You might say the tools just described are support, not the creative part of the process. It could be argued the software is just a modern paintbrush. But if the system makes any recommendation at all, then isn’t it a slippery slope?
And just who is making the recommendation? It’s the software, but the software was created by people, possibly using prior art to train the algorithm. How many artists, such as painters, sculptures, filmmakers, and writers, get input from others? How many get their inspiration from looking at prior great works? Software just automates this.
Jason M. Allen created the winning artwork "Théâtre D'opéra Spatial". The category he entered was for works that used "digital technology as part of the creative or presentation process." Those lumberjack contests that use axes also have categories that use chainsaws. In competitive chess, there are now human tournaments, software tournaments, and centaur tournaments. The later class was created by former world chess champion Garry Kasparov in which a human and computer together play a single side. The computer can out calculate a human in looking at possibilities, but the human head brings intuition.
Allen notes that it took him over eighty hours to create three pieces. He had to repeatedly tweak the input he gave to the software and created over 900 images during the process, and then used photoshop to further modify the images. That sounds like significant work. We can imagine, however, this workload will come down over time. Is there a minimum amount of time needed for it to be work?

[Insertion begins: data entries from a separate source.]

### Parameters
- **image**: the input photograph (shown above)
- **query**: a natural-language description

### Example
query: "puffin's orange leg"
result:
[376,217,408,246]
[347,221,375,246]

There’s a bright line rule for the use of computers in some cases. In Las Vegas you cannot use an electronic computing device when gambling. My friends on the MIT Blackjack Team, however, didn’t need such a device, just a good memory and the ability to do quick calculations, which was not illegal. Some websites claim some casinos allow a calculator at the poker table. However, I’d imagine a fully on computer that reads cards played and dynamically calculates odds would be one step too far.
Even when computing devices are used, there’s a question of credit. Google translate got so good because it had access to lots of translations, as if it had been given millions of Rosetta Stones. Those Rosetta Stones had been created by tens of thousands of humans. Better jackhammers are created by engineers, who themselves do not make money jackhammering and their incomes aren’t harmed by the new tool. Translators make money translating. Their translations trained the AI that now replaces them, hurting future demand for their services.
This art was created because it had access to prior art. Some of that training art is now in the public domain. Some may not be. The law isn’t clear on the use of IP in training. What does it mean when people in an industry inadvertently train the software that replaces them?
On the other side of it, the artwork itself is public domain since it was created by an algorithm. If I use the blur function on a drawing tool, that too, is the application of an algorithm. Where is the line where we cross from algorithm assisted to algorithm generated?
More generally, what obligations, legal and ethical, do we, as a society, employer, or engineer, have to those who sow the seeds of their replacement. These are the questions we need to answer. Not having answers doesn’t make them go away, it just makes the future more volatile and unpredictable.
Before you dismiss this as an edge case, and unlikely to impact you, know that the future is closer than you think: A Chinese game company has appointed the world’s first humanoid robot as its CEO.